Outside of modernity, and in fact also inside of modernity beyond the boundaries of a certain utopian myth, people are troubled. Endless things trouble people, evoking emotions, feelings, passions, anger, depression, loneliness, fear, insight, expectation, and more. People are multifaceted complex beings. Correspondingly, they all have high expectations of others. This results in gift exchange, in which everyone is always creditor and debtor to everyone else, with vast degrees of complexity. Despite complexity, certain patterns emerge—indebtedness is associated with misfortune. Being in a position of credit is associated with prosperity. These patterns provoke attention to gift exchange in the interest of oneself and one’s people. The concern that “indebtedness” brings misfortune is the binding glue of society that maintains inter-human collegiality (Barclay 2017, 63).

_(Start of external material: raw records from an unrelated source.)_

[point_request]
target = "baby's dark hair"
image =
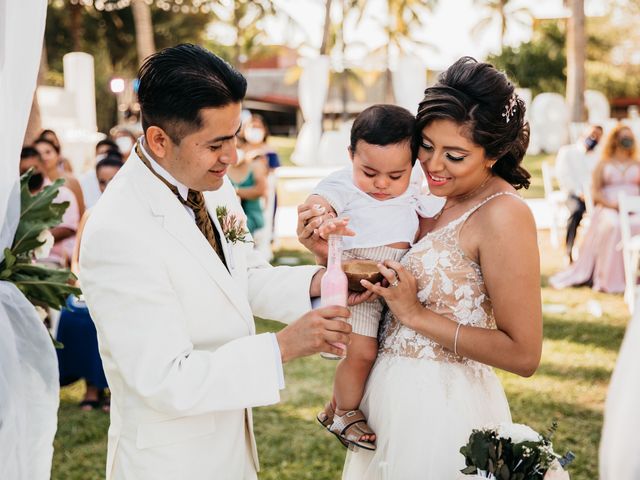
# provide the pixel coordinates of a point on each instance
(385, 125)
(483, 100)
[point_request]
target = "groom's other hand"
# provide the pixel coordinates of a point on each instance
(315, 332)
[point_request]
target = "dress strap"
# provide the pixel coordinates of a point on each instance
(469, 212)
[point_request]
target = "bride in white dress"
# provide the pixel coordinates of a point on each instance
(466, 297)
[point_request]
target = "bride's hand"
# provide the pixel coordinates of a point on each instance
(402, 293)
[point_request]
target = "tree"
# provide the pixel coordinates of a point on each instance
(402, 19)
(144, 29)
(576, 53)
(505, 12)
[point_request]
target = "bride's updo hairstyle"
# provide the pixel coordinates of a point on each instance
(482, 100)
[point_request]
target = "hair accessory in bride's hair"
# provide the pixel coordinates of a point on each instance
(510, 108)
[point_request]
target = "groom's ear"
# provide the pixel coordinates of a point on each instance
(158, 141)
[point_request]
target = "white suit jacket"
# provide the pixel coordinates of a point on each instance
(176, 332)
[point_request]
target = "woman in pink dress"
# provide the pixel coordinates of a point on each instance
(600, 262)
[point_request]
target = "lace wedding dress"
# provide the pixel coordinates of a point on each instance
(421, 399)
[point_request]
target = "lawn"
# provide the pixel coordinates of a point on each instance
(579, 354)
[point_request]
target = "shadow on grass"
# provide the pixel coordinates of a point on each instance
(597, 334)
(590, 374)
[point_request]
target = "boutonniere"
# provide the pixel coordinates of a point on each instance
(232, 226)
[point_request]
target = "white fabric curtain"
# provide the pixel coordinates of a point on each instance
(619, 459)
(313, 88)
(409, 82)
(29, 389)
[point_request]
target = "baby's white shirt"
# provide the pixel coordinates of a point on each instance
(376, 222)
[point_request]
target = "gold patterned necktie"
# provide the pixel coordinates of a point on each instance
(195, 201)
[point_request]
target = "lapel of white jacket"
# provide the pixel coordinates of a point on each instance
(182, 227)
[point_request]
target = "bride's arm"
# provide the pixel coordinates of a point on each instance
(508, 257)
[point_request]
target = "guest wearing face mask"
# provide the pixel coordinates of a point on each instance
(80, 359)
(574, 166)
(249, 177)
(600, 262)
(63, 163)
(65, 233)
(50, 154)
(89, 180)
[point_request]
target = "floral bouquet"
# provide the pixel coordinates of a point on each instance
(513, 452)
(43, 286)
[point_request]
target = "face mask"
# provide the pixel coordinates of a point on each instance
(254, 135)
(35, 182)
(626, 142)
(590, 143)
(124, 144)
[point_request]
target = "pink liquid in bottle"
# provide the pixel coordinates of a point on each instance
(334, 287)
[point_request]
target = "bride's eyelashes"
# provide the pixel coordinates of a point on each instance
(429, 148)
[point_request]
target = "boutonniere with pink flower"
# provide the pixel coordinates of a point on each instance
(233, 226)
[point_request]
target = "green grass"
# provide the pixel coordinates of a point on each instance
(579, 354)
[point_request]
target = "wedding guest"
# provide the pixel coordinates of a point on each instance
(80, 358)
(89, 181)
(256, 133)
(249, 177)
(574, 166)
(600, 263)
(50, 154)
(466, 297)
(63, 163)
(64, 234)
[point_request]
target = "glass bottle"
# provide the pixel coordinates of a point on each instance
(334, 286)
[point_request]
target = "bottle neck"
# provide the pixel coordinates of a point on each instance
(334, 259)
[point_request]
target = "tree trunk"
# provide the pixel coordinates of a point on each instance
(576, 45)
(34, 126)
(144, 29)
(327, 28)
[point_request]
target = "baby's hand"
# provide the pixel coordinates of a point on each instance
(335, 226)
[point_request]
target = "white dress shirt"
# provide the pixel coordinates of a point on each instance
(183, 190)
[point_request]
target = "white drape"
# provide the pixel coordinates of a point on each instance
(29, 389)
(409, 82)
(313, 88)
(619, 459)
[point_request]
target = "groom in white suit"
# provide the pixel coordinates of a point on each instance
(173, 300)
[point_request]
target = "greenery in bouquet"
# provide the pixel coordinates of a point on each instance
(232, 226)
(41, 285)
(511, 452)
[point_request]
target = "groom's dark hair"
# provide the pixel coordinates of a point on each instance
(177, 82)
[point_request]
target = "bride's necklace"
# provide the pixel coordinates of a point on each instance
(462, 198)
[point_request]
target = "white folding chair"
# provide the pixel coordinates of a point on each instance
(556, 200)
(627, 206)
(264, 236)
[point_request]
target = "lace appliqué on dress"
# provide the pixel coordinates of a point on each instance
(450, 284)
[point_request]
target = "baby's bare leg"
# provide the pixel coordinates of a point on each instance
(352, 373)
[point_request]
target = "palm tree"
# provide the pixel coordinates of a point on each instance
(403, 17)
(576, 47)
(505, 12)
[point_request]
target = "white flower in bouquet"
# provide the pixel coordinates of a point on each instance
(556, 472)
(518, 432)
(42, 313)
(43, 250)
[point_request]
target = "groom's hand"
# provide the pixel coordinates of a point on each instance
(315, 332)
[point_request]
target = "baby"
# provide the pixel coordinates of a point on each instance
(382, 203)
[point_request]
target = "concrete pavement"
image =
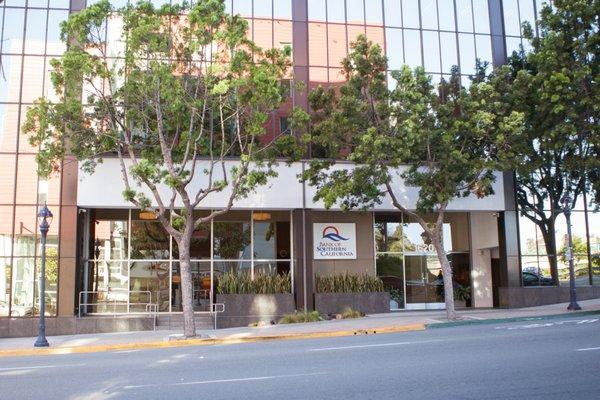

“Giving” becomes the solution to misfortune. It is on this basis that prosperity gospel pastors encourage their members to “sow seeds.” This is how Mauss interpreted the apparently senseless potlatches of Melanesian and Northwest American Indians and other people. In these ceremonies people distribute gifts lavishly and sometimes wantonly destroy property as a means of “giving” beyond what they could expect to receive in return (Mauss 1967). This is the basis of animal sacrifice for sin (i.e. indebtedness). This is why we endeavor to smile at people we meet in the workplace.

The above has pernicious side effects. If having a credit in gift giving brings good fortune, and debit misfortune, then someone experiencing fortune is happy to know they are OK, but someone going through misfortune knows that, somewhere, they have a debt. That debt can manifest in the form of a bad-wind. (This a more accurate translation of the Greek term in the New Testament often translated as “evil spirit” [Harries 2007, 130, footnote 393].) Or the sense of debt may lead one to an assumption that someone is harboring ill feelings, such as of envy, otherwise known as witchcraft. The achievement of prosperity then becomes a battle with these two: a countering of witchcraft, and a removal of “bad winds.” Preoccupation with these goes in hand with “godless living.” It brings a condition of constant struggle based on “guesswork” as to what is hurting where and when. The assumption is that every misfortune has a human cause—if only one could know what it is. Next a person must engage in the process of rectification or pay-off. True godliness brings resolution of this complexity. (See 1 Timothy 6:6-11—“godliness with contentment is great gain.”) True godliness is an outcome of, i.e. an accurate perceiving of, the true nature of our origins, stripe, and destination as people.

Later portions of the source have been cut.